University of Copenhagen uses the SpectraMax Paradigm reader to investigate cancer metastasis

Biotech Research & Innovation Centre (BRIC)

Dr. Janine Erler, Group Leader

Sophie Tolstrup, masters student (pictured)

SpectraMax Paradigm Multi-Mode Microplate Reader

The Challenge

The University of Copenhagen’s Biotech Research & Innovation Centre (BRIC) was established in 2003 by the Danish Ministry of Science, Technology and Innovation to form an elite center in biomedical research. Working within BRIC is the research group of Dr. Janine Erler, a cancer biology group who are interested in elucidating the underlying processes contributing to tumor progression and patient treatment failure. Speaking about the group’s research, Anette Høye, a Postdoctoral Researcher in the Erler lab, explains “We are interested in understanding how cancer spreads through the body (a process called metastasis) as this is responsible for over 90% of cancer patient deaths. We are particularly interested in dissecting how the microenvironment surrounding tumor and normal cells affect metastatic behavior. Through integration of multiple types of data we hope to identify biomarkers and effective therapeutic strategies targeting metastasis”.

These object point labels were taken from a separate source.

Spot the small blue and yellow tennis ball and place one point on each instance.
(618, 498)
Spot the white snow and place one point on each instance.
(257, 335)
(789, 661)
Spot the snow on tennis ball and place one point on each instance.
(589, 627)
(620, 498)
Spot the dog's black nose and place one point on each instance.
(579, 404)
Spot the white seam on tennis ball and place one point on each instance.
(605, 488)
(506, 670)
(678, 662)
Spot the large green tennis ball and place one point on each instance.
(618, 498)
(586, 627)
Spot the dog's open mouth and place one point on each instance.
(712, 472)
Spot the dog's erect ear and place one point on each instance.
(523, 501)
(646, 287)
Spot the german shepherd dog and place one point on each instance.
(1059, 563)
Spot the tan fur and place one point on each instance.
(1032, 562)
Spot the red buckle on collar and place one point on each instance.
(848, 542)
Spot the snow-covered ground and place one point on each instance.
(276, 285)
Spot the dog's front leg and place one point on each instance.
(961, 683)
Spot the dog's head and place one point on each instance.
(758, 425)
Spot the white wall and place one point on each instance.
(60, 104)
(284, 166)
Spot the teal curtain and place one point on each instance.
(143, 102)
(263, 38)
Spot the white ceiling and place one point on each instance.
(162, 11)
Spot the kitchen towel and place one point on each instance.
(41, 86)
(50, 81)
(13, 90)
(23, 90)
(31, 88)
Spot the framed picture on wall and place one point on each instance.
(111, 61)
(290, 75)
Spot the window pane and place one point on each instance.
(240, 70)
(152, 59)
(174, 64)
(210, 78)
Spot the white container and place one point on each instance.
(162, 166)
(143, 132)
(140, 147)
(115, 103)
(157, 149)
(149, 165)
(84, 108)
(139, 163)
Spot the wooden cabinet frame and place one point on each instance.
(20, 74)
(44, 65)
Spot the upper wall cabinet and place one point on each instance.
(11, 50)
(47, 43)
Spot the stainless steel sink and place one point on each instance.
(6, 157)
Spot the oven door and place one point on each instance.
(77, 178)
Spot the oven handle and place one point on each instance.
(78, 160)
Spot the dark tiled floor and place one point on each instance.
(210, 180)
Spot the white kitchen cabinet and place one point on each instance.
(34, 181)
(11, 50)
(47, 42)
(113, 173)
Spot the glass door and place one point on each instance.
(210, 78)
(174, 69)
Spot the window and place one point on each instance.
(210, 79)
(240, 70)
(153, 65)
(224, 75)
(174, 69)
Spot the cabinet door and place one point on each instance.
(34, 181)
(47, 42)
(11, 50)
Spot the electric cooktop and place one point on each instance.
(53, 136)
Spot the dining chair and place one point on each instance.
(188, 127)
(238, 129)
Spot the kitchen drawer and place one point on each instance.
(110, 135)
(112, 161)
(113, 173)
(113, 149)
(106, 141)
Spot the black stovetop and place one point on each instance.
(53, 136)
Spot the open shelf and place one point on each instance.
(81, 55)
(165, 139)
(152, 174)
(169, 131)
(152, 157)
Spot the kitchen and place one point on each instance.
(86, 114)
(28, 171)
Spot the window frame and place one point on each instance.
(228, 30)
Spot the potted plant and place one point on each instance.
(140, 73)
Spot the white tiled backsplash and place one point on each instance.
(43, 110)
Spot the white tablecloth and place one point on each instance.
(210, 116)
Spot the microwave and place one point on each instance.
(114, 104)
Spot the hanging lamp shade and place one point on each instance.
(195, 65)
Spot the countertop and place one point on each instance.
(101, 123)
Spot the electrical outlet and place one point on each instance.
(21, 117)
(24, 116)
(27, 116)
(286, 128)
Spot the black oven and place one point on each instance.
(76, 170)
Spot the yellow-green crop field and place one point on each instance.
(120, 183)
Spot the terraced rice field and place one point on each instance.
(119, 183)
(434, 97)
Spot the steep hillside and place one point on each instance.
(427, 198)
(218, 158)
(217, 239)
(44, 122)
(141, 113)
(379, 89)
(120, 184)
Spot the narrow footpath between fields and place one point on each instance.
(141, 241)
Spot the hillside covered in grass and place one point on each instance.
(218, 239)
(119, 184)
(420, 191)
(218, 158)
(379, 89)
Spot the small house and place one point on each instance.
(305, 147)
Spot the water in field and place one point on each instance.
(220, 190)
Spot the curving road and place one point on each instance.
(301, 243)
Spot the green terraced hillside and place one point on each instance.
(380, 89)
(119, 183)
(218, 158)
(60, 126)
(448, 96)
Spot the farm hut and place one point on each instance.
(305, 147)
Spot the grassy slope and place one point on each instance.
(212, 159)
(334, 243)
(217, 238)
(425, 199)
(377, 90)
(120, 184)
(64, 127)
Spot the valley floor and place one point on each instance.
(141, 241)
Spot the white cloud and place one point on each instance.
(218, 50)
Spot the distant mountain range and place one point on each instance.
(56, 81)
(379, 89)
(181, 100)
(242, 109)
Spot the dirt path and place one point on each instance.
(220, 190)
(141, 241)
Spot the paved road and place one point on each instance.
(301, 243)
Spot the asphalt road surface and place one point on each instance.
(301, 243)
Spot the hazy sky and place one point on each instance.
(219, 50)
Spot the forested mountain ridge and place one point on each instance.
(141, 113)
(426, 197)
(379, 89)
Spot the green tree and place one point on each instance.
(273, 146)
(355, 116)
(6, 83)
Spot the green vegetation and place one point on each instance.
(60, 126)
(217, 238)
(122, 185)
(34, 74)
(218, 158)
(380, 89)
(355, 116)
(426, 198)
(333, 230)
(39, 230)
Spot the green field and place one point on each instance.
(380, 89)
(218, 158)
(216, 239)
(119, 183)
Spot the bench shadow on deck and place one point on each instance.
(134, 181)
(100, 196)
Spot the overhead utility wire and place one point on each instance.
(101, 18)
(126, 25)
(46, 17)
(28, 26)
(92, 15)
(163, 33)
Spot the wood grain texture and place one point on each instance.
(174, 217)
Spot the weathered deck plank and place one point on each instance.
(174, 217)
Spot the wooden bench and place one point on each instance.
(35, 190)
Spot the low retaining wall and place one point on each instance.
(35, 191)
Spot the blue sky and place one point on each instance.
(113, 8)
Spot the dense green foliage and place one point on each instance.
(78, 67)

University of Copenhagen uses SpectraMax Paradigm

The Solution

Scientists in the Erler group use the SpectraMax® Paradigm Multi-Mode Microplate Reader with ScanLater™ Western Blot Detection Cartridge as a tool to investigate protein expression levels and signaling pathways related to their research. Understanding how tumors acquire the ability to invade and metastasize is critical for the identification of new targets and development of therapies against metastatic disease.